El Real Decreto-ley 24/2020, de 26 de junio, de medidas sociales de reactivación del empleo y protección del trabajo autónomo y de competitivad del sector industrial, estableció la posibilidad de iniciar un expediente de regulación temporal de empleo por fuerza mayor desde el 1 de julio y hasta el 30 de septiembre de 2020 en caso de que las empresas y entidades viesen impedido el desarrollo de su actividad por la adopción de nuevas restricciones o medidas de contención que así se impusieran en alguno de sus centros de trabajo, en lo que se conoce como ERTE por fuerza mayor por rebrotes del COVID-19.

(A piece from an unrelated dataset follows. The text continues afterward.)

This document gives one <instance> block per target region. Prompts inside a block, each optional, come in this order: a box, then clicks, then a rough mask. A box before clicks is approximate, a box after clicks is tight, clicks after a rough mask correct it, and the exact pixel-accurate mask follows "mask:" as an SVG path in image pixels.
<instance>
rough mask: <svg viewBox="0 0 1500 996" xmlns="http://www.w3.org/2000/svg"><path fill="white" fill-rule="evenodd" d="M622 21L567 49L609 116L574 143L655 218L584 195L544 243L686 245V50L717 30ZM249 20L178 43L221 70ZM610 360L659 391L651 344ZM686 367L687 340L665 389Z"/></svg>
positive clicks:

De darse el caso, la Disposición Adicional Primera del citado Real Decreto-Ley 24/2020, establece unos porcentajes de exoneraciones de hasta el 80% de la aportación empresarial a la Seguridad Social, tal y como se expone a continuación:

– 80%  de exoneración en el caso de empresas que, a 29 de febrero de 2020 tuvieran menos de 50 personas trabajadoras o asimiladas.

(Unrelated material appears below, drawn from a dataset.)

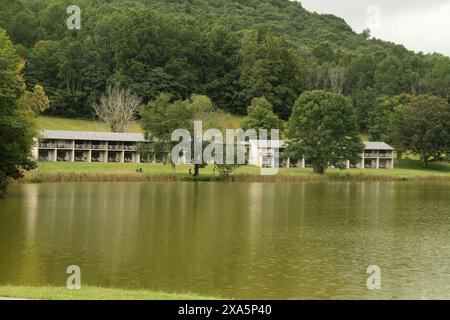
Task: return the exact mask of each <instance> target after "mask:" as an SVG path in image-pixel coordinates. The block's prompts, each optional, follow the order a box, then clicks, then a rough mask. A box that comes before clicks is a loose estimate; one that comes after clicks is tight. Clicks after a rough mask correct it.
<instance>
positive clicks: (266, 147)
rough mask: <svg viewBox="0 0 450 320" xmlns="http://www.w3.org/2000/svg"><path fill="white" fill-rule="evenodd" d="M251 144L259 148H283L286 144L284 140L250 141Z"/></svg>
mask: <svg viewBox="0 0 450 320" xmlns="http://www.w3.org/2000/svg"><path fill="white" fill-rule="evenodd" d="M249 142H250V144H255V145H257V146H258V148H278V149H279V148H283V147H284V146H285V142H284V141H282V140H250V141H249Z"/></svg>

– 60% para empresas que hubieran tenido 50 o más personas trabajadoras o asimiladas en la fecha antes referida.

Podrán acogerse a esta modalidad ERTE tanto las empresas que tengan aprobado un ERTE anterior por fuerza mayor y hubiesen renunciado a él como empresas que, estando en una situación de fuerza mayor parcial, se viesen afectadas por las nuevas medidas de restricción y contención de la actividad, así como aquellas empresas que no hayan pedido aún ningún ERTE por COVID-19.

En cuanto a su TRAMITACIÓN, la empresa que quiera beneficiarse de un ERTE por rebrote tiene que realizar una nueva solicitud:

– Se realizará igual que un ERTE por fuerza mayor por COVID-19.

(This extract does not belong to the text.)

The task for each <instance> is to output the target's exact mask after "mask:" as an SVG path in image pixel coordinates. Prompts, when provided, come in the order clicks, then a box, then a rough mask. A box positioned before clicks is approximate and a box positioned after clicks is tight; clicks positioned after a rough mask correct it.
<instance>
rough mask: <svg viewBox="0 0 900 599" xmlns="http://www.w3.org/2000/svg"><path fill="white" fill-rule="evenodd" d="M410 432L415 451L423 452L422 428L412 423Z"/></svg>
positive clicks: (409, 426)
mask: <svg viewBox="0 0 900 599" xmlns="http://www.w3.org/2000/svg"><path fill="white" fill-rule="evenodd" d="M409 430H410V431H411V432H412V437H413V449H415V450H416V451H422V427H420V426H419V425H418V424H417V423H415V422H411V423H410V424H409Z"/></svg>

– No se tendrá que negociar con los representantes de los trabajadores.

– Deberá ser autorizado por la Autoridad Laboral en el plazo de 5 días hábiles desde que se realizó la solicitud del ERTE por la empresa.

– Asimismo, deberá enviarse al SEPE la solicitud colectiva de prestaciones por desempleo en el plazo de 5 días hábiles y comunicarse a la Seguridad Social antes de solicitar las liquidaciones del mes en que se inicia.

Entre la DOCUMENTACIÓN  a aportar para el pago de las prestaciones, está:

– La identificación de los empleados y sus número de cuenta.

– El periodo de reducción o suspensión del ERTE.

– Declaración responsable de la empresa así como la resolución de la autoridad laboral autorizando el expediente de regulación de empleo por fuerza mayor.

Asimismo, cabe destacar otras particularidades de estos ajustes:

  • Causas de despido.  En una empresa inmersa en ERTE de rebrote, “las causas alegadas no se podrán entender como justificativas de la extinción del contrato de trabajo ni del despido” de sus trabajadores.
  • Temporales. Otra de las particularidades recogidas en los ajustes de empleo regulados en el punto 2 de la disposición adicional primera del real decreto que prorroga los ERTE hasta el 30 de septiembre tiene que ver con los empleados con contrato temporal. En un ERTE de rebrote “la suspensión de los contratos temporales (de los trabajadores afectados), supone la interrupción del cómputo de la duración máxima de los mismos”. Esto significa que, al igual que en el resto de ajustes por Covid, al trabajador temporal le deja de contar a efectos de la duración de su contrato el tiempo que dure el ERTE.
  • Empleo. Finalmente, para las empresas que se beneficien por primera vez de las medidas extraordinarias previstas en materia de cotizaciones, el compromiso de mantenimiento del empleo durante seis meses ­empieza a computar desde el 27 de junio de 2020, cuando entró en vigor el real decreto que regula esta modalidad de ERTE.